Closed UnclAlDeveloper closed 4 years ago
If you want a percentage of the data you can use sample_prop()
which works the same as sample_size()
but as a proportion of the total sample.
Emil, sample_prop seems to work. Thank you.
Although this issue doesn't seem major but should remain open as one needing fixing.
Here is a reprex demonstrating the problem:
library(tidymodels)
#> ── Attaching packages ────────────────────────────────────────────── tidymodels 0.1.0 ──
#> ✓ broom 0.5.6 ✓ recipes 0.1.12
#> ✓ dials 0.0.6 ✓ rsample 0.0.6
#> ✓ dplyr 0.8.5 ✓ tibble 3.0.1
#> ✓ ggplot2 3.3.0 ✓ tune 0.1.0
#> ✓ infer 0.5.1 ✓ workflows 0.1.1
#> ✓ parsnip 0.1.0 ✓ yardstick 0.0.6
#> ✓ purrr 0.3.4
#> ── Conflicts ───────────────────────────────────────────────── tidymodels_conflicts() ──
#> x purrr::discard() masks scales::discard()

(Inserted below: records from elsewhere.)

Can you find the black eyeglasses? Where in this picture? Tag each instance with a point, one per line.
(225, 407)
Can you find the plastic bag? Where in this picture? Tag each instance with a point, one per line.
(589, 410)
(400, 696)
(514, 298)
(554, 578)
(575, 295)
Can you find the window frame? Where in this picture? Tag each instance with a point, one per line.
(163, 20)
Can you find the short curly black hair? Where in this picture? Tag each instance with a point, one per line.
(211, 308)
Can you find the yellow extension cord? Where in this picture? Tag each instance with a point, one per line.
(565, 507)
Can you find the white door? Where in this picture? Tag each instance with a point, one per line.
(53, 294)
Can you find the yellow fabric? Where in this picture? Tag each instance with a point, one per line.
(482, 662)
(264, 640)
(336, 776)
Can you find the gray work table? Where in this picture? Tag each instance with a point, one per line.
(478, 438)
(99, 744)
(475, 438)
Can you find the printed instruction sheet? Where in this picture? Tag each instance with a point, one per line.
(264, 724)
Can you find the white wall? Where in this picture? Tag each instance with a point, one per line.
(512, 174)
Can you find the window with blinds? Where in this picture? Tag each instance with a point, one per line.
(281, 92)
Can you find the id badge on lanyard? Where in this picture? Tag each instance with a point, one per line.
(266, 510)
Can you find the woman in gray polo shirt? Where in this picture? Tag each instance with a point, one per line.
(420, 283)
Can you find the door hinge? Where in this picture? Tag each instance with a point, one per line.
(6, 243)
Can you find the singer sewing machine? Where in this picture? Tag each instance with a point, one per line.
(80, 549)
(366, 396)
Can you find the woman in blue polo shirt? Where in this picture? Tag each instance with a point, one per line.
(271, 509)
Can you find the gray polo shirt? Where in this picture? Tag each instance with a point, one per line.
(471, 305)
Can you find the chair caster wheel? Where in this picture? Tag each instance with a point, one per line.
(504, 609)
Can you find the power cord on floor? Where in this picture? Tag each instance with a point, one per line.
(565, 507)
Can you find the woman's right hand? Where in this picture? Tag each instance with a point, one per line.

#> x dplyr::filter() masks stats::filter()
#> x dplyr::lag() masks stats::lag()
#> x ggplot2::margin() masks dials::margin()
#> x recipes::step() masks stats::step()
xgb_spec <- boost_tree(sample_size = tune()) %>%
set_mode("regression") %>%
set_engine("xgboost")
car_boot <- bootstraps(mtcars, times = 5)
size_grid <- grid_regular(sample_size(c(1, nrow(mtcars))))
size_grid
#> # A tibble: 3 x 1
#> sample_size
#> <int>
#> 1 1
#> 2 16
#> 3 32
xbg_res <- xgb_spec %>%
tune_grid(mpg ~ .,
resamples = car_boot,
grid = size_grid)
#> x Bootstrap1: model 2/3: Error: `sample_size` should be within [0,1].
#> x Bootstrap1: model 3/3: Error: `sample_size` should be within [0,1].
#> x Bootstrap2: model 2/3: Error: `sample_size` should be within [0,1].
#> x Bootstrap2: model 3/3: Error: `sample_size` should be within [0,1].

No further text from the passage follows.